The best part about working on a fire is when the smell of crackle-burning wood settles into camp and permeates all of the clothes that you've packed, and your whole bedroll smells like a woodstove. It's an inescapable aroma, and while we always joke that it smells like money, to me it smells more like fierce power and unharnessed freedom.
We're pretty silly for thinking that we can fight fire... more like we just herd it a little and encourage it the direction that we hope it will go. If it was a real fight then no doubt we would lose. Like a tiny child swinging windmill fists at a raging giant. Maybe it's the mercy of the giant that sways it away from it's course of destruction, or maybe the little splashes of water we throw on the inferno are just enough to discourage it from it's rampage. Little splashes in the form of thousands of gallons of pond-sludge, murky brown and smelling like the life that it left behind, fueled by millions of dollars of air-power and the best that the small child of humanity has to throw at it.
But hour after hour, day after day, the misshapen boots trudge up the hills and down the slopes, stumbling through rock screes and slipping on retardant dumps, ash and oil and pitch and soot-filled snot staining the pants in a few key shades of green. Road-line yellow shirts, blackened by smoke soaked sweat, conformed to the bent bodies and frayed pack straps clinging to the fire-soldiers like they were all one continuous piece of being. Mile after mile, winding trails, scrambling up cliff sides, digging in heels and toes and pulaskis and rhinos and leaving the tell-tale trace of salvation that will be gone with the next spring's growing green.
A chicken scratch line in the dirt tells the angry, impetuous beast of fire that He Shall Not Pass. Like an imaginary wall of nothing that the inferno cannot consume, with his will crushed but his appetite far from staved, he turns and moves on, and the troops with him, to meet him at the next pass and cut him off once more, tell him where he Cannot Go, and hope that he gives up so there's time to scratch underneath their sock and wolf down a bite of anything.

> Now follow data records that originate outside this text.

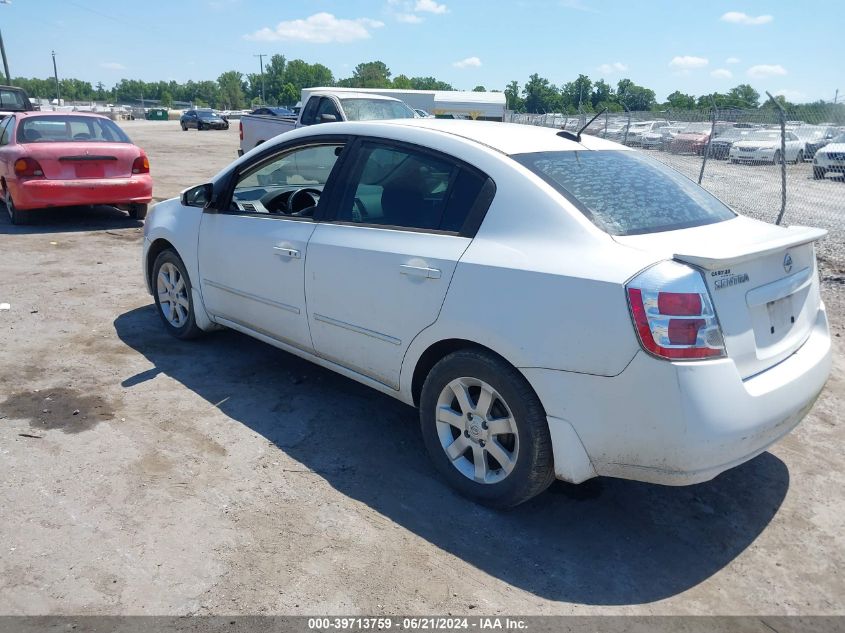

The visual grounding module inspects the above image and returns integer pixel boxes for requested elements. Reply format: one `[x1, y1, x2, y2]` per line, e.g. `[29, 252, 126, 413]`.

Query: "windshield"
[18, 115, 132, 143]
[511, 150, 736, 235]
[342, 99, 415, 121]
[743, 130, 780, 141]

They sleep under stars that are swirled in clouds and smoke, curled up in the combined smell of themselves and the fire-beast, wearing the sweat and ashes that they have earned like the arms of a hard-won lover. If dreams come in the child-like sleep coma, they are wild and ferocious, like the animal that they have chased all day. Every thing that these fire-soldiers do is fierce. Their work is fierce, their sleep is fierce, their love is fierce and their hate is fierce. They stand in the face of a 30 foot wall of burning trees with a whoop and a laugh, knowing the thrill of taming the beast that most of us would be terrified to encounter.
This Quixotic army fights the endless enemy that will continue devouring long after they are dead in their graves. The fire captivates and enthralls them, beckoning them to continue the dance through forests and towns and prairies and tundras, knowing well enough that the monster can't be killed, but might be contained with the right choreography. It is an eternal adventure, curtailed only by aging bodies and grown-up pressures of life. The stories of flame chasing live beyond the end of a shift or the hanging up of a saw. They are legend, like the men and women who live them.